While some travel agencies have been able to tap into small business loans offered under the U.S. federal coronavirus relief package, many were unable to secure aid before the program's available funds ran out, according to Travel Leaders Network.
About one-third of the 472 affiliate and franchise agency owners Travel Leaders Network canvassed had applied for loans under the U.S. Small Business Administration's Paycheck Protection Program, but 94.8 percent had yet to receive approval or funding.

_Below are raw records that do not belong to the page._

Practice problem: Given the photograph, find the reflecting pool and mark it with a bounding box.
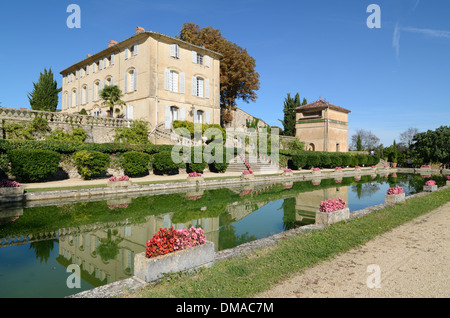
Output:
[0,174,445,298]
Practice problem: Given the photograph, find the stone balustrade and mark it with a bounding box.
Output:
[0,107,133,128]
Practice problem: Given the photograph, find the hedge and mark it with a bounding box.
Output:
[72,150,110,179]
[8,149,61,182]
[0,139,173,155]
[280,151,380,169]
[122,151,150,177]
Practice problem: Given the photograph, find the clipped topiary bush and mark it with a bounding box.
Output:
[72,150,110,179]
[306,151,320,168]
[152,151,180,174]
[330,153,342,168]
[122,151,150,177]
[186,147,208,173]
[292,151,306,169]
[8,149,61,182]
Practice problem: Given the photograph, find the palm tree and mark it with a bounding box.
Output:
[100,85,125,117]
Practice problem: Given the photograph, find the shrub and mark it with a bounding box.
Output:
[122,151,150,177]
[306,152,320,168]
[186,147,208,172]
[292,152,306,169]
[152,151,179,173]
[330,153,342,168]
[73,150,110,179]
[8,149,61,182]
[319,152,331,168]
[341,153,353,167]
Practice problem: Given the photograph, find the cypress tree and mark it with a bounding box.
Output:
[28,69,61,112]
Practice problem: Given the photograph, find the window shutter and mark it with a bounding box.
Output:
[164,68,170,91]
[180,73,186,94]
[192,76,197,96]
[205,78,209,98]
[197,79,204,97]
[123,72,128,93]
[171,72,178,93]
[180,107,186,121]
[164,105,172,129]
[194,109,198,124]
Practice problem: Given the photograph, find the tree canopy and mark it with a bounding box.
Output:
[410,126,450,165]
[28,69,61,112]
[179,23,260,109]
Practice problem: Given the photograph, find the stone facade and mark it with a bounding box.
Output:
[61,27,222,144]
[296,99,350,152]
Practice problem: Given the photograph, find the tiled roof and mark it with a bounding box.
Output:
[295,99,351,113]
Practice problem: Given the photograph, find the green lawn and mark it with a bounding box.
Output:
[128,188,450,298]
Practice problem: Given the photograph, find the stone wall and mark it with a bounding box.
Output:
[0,107,133,143]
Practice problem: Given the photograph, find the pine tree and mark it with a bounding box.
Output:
[28,69,61,112]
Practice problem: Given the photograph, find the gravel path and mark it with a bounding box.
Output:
[256,203,450,298]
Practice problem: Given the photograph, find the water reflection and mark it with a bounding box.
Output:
[0,174,445,295]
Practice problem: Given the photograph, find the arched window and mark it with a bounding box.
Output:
[71,88,78,107]
[125,68,137,93]
[81,85,89,105]
[170,106,180,122]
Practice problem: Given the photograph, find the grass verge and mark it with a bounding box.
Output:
[128,188,450,298]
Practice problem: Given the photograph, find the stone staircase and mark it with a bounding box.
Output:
[227,154,281,174]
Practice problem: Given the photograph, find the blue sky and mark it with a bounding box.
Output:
[0,0,450,146]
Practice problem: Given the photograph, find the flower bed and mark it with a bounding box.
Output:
[134,227,215,282]
[241,169,254,179]
[283,169,294,177]
[108,176,132,188]
[384,187,405,204]
[316,198,350,226]
[187,172,204,182]
[423,180,437,192]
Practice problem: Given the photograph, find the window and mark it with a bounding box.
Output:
[170,106,179,122]
[81,85,89,104]
[194,110,203,124]
[192,76,204,97]
[125,69,137,93]
[71,89,78,107]
[197,54,203,65]
[170,44,180,59]
[93,81,100,100]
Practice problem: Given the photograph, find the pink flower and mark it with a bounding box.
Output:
[319,198,347,213]
[387,187,403,195]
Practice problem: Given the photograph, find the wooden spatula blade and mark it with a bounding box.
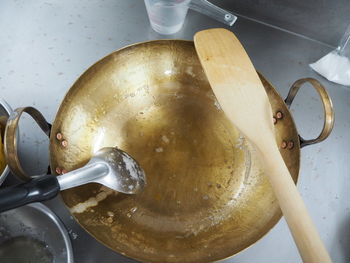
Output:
[194,29,332,263]
[194,28,274,143]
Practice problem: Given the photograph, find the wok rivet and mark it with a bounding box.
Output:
[61,140,68,147]
[56,167,62,174]
[276,111,283,120]
[56,132,63,141]
[281,141,287,149]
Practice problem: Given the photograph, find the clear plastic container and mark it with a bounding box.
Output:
[145,0,237,35]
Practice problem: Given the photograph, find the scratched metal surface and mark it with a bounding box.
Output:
[0,0,350,263]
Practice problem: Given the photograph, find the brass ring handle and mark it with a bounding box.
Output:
[285,78,334,147]
[4,107,51,181]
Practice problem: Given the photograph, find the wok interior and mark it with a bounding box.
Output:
[50,40,296,262]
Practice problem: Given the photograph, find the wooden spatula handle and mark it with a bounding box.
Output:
[261,142,332,263]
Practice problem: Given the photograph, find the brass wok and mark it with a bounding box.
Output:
[6,40,334,262]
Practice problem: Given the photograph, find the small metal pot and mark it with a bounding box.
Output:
[0,203,74,263]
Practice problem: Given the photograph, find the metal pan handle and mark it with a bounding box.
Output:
[285,78,334,147]
[4,107,51,181]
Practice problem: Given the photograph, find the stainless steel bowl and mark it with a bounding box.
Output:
[0,203,73,263]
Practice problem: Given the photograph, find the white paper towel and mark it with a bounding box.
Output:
[310,50,350,86]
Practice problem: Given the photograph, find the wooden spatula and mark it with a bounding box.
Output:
[194,29,332,263]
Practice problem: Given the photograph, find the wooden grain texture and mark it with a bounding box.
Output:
[194,29,332,263]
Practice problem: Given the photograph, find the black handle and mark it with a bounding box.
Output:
[0,174,60,212]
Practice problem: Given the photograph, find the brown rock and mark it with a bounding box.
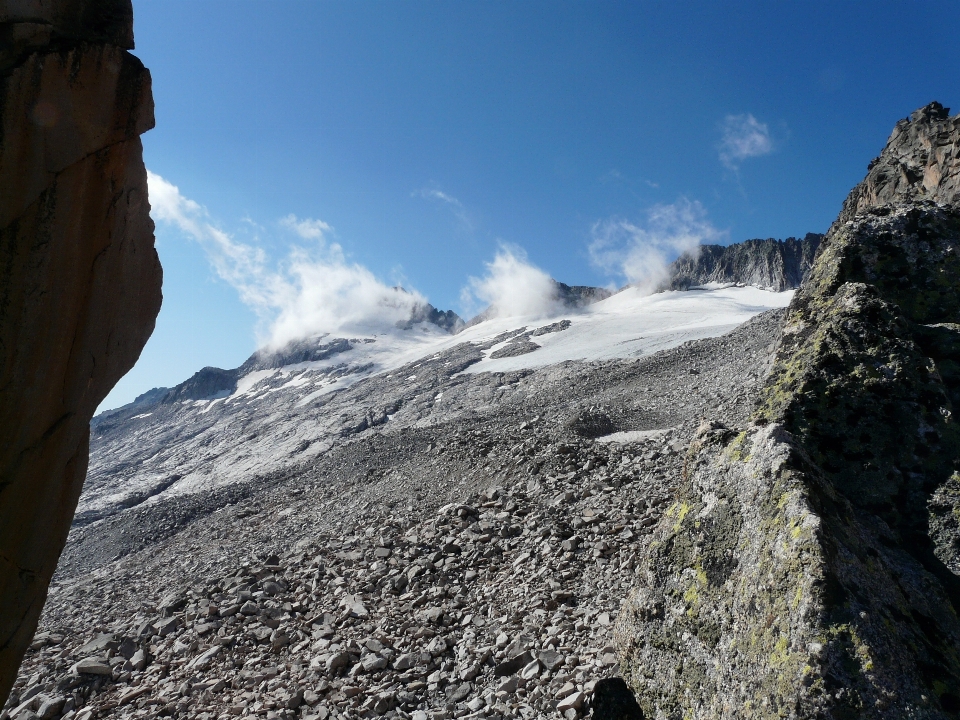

The loans were made available through the U.S. Coronavirus Aid, Relief and Economic Security Act, passed late last month. The SBA on April 16 announced that it is no longer accepting PPP applications after the entirety of the $349 billion earmarked for the program in the CARES Act had run out. However, a new infusion of funding is expected, with the Senate on Sunday night nearing agreement on a plan to allocate an additional $310 billion to the PPP.
About $60 billion could be allocated to the SBA's Economic Injury Disaster Loan program. About 60 percent of respondents had applied for the SBA's Disaster Loan program and 98.9 percent of those applicants had not yet received funds or approval, while 51 percent had applied for the SBA Economic Injury Disaster Loan Emergency Advance program, and none had received the $10,000 advance available under that program.
According to the American Society of Travel Advisors, 98 percent of U.S. travel agencies have fewer than 500 employees, and thus are eligible for PPP loans. Larger agencies can tap into the $25 billion in CARES Act loans and grants provided for airlines and related entities, which explicitly include "ticket agents."